現在、大学や公的研究機関から「技術補佐員」「研究補助員」「教務補佐員」「各種事務支援等」の業務で多くの求人が出されています。

それらの求人は科学研究費補助金などを財源として一時的に増員される、期限付きのものが多く、任期の定めがあるもの、契約職員やパートタイムのものが必然的に多くなります。

技術系研究職に限らず、文系職種の場合も同様で、たとえば博物館(水族館、動物園、科学館、美術館など)に勤務する学芸員も、任期付きの割合が高くなっています。

学芸員の仕事

図書館司書の場合も、国立大学を除いては、採用時は契約職員から始まり、勤務評価を経て正規職員に登用されるものや、任期付きで更新予定がないもの、業者が入札で受託した施設への派遣社員などが多くなっています。

司書の仕事

このように、人材の流動性が高い業界であるため、限られた任期の間に良い評価を得て、推薦してくれそうな先生との人脈を作る、そして、いろいろな所を転々とするのが当たり前のようになっています。

任期付きの専門職から、一般企業の事務職に転身するケースもありますが、得られた経験が狭い分野に特化している場合などは企業からの評価につながりにくく、転職時に苦労するという話もよく聞かれます。

転職する決断をした場合は?

職場環境によっても差がありますが、おおむね30代のうちに好きな研究ができなくなるという壁に直面すると言われています。

一度辞令が下れば、もしかしたら他の職種も自分に向いているかもしれないと思って異動を受け入れるか、どうしても研究の仕事を離れることに納得できないなら、即戦力の研究者を求めている他社や公的機関に転職するかの選択をしなければなりません。

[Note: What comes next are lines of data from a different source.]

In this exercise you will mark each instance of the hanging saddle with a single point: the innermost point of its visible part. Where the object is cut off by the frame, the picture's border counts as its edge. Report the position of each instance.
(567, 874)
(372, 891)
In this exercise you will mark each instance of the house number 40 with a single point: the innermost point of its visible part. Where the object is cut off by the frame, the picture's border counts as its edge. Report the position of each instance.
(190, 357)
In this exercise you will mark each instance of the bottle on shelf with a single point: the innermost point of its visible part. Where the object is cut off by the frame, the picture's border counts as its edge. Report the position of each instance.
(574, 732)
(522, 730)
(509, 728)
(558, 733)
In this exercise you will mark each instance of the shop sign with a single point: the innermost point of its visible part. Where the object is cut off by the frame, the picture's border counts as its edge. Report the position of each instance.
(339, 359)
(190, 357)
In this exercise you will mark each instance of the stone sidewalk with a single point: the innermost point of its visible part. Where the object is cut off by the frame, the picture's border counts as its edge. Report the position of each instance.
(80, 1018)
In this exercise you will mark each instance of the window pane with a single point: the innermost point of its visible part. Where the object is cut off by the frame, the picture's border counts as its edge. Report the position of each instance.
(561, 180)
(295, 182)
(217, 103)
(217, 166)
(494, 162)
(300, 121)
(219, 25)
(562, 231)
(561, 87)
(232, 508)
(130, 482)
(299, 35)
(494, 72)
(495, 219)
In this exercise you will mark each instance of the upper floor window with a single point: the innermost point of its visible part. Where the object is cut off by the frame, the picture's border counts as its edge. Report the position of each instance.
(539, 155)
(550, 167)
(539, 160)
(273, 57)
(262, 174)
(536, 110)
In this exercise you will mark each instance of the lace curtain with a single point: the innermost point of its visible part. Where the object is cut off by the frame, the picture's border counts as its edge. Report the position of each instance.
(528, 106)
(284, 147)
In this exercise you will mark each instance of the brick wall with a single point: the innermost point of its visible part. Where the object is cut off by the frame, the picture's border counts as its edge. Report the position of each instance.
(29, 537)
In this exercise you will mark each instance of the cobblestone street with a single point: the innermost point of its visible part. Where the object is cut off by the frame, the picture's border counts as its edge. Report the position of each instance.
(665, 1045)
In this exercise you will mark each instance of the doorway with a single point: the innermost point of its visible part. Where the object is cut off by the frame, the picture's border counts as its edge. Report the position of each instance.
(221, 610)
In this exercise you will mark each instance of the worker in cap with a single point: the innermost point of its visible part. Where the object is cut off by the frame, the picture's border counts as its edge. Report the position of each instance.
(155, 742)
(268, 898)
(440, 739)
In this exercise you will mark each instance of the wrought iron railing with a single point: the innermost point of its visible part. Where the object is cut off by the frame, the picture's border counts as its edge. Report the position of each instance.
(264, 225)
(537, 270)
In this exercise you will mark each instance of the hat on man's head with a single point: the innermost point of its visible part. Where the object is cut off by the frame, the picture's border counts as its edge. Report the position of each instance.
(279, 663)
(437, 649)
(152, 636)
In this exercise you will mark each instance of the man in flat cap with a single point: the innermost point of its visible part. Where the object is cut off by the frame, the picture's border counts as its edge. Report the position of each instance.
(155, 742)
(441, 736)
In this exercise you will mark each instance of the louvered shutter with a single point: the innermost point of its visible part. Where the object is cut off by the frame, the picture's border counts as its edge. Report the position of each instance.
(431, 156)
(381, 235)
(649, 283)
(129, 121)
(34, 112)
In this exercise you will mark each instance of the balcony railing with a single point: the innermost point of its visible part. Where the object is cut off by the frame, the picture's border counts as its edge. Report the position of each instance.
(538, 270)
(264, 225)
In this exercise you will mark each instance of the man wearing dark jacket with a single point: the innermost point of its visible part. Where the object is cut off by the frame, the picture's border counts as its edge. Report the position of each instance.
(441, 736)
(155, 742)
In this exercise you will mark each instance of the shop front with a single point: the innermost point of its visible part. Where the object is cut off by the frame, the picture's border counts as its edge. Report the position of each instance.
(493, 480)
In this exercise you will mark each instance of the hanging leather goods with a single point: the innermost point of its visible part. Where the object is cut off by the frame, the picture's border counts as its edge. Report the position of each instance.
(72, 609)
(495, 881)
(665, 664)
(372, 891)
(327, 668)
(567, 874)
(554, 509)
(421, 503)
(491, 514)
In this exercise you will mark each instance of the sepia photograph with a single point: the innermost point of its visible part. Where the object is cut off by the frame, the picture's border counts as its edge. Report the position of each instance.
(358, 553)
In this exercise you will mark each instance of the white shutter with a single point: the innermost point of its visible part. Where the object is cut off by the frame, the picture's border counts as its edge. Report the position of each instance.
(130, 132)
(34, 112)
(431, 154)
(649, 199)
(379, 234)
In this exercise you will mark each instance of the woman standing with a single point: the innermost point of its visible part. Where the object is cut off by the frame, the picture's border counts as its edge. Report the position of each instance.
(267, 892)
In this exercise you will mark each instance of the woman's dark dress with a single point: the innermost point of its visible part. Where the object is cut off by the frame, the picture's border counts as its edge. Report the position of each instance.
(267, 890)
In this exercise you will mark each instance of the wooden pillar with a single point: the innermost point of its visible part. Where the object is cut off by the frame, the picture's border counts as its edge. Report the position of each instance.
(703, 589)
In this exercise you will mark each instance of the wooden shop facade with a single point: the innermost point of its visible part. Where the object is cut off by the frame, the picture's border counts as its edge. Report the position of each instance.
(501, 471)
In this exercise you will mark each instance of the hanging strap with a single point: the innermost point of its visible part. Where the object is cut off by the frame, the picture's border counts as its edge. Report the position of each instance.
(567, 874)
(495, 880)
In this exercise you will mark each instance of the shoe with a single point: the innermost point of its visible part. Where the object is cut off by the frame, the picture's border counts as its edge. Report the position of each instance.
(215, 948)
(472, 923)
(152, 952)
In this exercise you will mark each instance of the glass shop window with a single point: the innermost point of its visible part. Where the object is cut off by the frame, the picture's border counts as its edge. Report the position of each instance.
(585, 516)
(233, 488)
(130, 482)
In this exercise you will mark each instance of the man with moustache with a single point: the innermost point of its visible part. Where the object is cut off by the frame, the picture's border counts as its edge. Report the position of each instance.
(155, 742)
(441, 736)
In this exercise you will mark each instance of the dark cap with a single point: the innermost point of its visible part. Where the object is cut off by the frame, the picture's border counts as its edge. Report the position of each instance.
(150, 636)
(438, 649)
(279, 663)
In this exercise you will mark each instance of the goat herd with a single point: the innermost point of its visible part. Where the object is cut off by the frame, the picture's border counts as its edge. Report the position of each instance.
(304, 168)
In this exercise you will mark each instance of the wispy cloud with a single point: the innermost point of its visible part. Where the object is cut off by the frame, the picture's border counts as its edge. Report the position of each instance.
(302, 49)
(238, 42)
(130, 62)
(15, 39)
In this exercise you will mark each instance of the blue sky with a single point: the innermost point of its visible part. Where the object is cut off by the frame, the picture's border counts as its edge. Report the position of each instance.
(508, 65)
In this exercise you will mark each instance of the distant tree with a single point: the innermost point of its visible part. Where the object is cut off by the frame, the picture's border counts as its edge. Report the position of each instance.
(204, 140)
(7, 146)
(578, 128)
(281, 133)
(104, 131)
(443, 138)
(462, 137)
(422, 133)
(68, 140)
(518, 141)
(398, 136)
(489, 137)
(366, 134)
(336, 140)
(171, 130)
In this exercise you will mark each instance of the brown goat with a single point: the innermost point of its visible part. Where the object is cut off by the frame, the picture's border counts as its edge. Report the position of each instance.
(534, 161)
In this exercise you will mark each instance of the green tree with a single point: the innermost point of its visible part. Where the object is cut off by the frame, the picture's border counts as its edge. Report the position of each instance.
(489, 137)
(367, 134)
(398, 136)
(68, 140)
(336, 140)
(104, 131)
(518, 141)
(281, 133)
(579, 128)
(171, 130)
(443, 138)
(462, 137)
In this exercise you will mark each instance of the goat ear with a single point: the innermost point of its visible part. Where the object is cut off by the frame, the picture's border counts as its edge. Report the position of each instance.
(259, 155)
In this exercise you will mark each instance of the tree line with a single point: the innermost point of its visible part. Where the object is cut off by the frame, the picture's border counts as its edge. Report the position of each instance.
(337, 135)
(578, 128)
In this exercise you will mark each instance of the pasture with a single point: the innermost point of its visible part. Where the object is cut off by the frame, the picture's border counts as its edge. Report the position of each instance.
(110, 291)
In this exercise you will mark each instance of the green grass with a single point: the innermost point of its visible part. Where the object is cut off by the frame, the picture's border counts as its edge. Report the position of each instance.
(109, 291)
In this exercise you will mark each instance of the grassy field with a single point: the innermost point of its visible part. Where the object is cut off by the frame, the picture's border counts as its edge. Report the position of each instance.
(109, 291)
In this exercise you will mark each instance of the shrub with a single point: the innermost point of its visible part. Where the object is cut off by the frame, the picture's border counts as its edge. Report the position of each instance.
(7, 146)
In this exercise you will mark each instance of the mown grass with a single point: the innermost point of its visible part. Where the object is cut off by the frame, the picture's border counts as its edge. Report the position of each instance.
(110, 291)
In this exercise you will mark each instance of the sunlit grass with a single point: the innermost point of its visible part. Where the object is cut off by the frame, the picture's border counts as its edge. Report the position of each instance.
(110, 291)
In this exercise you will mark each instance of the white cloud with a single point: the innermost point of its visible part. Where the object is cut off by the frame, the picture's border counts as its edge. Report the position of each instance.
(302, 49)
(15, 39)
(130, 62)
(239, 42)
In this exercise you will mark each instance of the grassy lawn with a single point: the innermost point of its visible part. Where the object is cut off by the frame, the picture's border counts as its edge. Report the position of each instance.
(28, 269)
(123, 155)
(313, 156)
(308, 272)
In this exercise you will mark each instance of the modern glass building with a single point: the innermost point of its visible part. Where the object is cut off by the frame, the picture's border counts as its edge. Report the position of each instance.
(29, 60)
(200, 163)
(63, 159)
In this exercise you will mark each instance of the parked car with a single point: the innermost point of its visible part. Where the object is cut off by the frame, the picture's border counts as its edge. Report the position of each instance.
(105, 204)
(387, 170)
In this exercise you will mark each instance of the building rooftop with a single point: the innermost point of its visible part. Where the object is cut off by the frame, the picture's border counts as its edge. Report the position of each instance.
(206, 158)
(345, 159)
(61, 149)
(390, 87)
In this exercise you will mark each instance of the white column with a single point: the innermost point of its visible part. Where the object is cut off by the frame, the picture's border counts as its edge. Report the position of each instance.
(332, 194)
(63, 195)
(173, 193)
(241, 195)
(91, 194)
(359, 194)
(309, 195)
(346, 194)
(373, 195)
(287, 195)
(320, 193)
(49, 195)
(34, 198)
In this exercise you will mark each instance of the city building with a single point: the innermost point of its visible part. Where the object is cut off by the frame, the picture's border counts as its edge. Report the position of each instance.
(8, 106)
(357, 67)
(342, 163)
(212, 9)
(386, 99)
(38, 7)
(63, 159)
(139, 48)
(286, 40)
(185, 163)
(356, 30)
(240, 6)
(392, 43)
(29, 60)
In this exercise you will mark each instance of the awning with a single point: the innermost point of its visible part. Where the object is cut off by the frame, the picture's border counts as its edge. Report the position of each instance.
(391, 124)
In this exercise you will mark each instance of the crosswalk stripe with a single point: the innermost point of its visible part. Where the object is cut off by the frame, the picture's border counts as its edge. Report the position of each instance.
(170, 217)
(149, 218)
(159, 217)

転職という選択をした人は、転職サイトや転職エージェント数社に登録し、転職活動をするわけですが、高度な知識を持っていれば他の職種の人よりも転職が決まりやすいというわけではなく、決して楽な転職活動ではありません。

なお、転職先も民間研究所でよいという場合は、転職エージェントを利用すると非公開求人の中からスキルに合うものをマッチングしてもらえるので、自力で探すよりも面接に進む確率が高くなるなど、転職活動が効率的になる傾向があります。

一方、どうしても基礎研究に専念したいという人は、もっと早い時期に会社を辞めて大学に行く決断をするようです。

改めて採用試験に挑戦して、大学や国立研究所の技術系職員をめざす人もいますし、大学院に再就学し、大学教員をめざす人もいます。

研究員やテクニカルスタッフなどへの転身もあり得ますが、かつての「助手」のような常勤のポストがほとんどなくなってきています。

勤務中の会社と釣り合う条件の求人を見つけることは難しく、転職活動も長期戦を覚悟しなければなりません。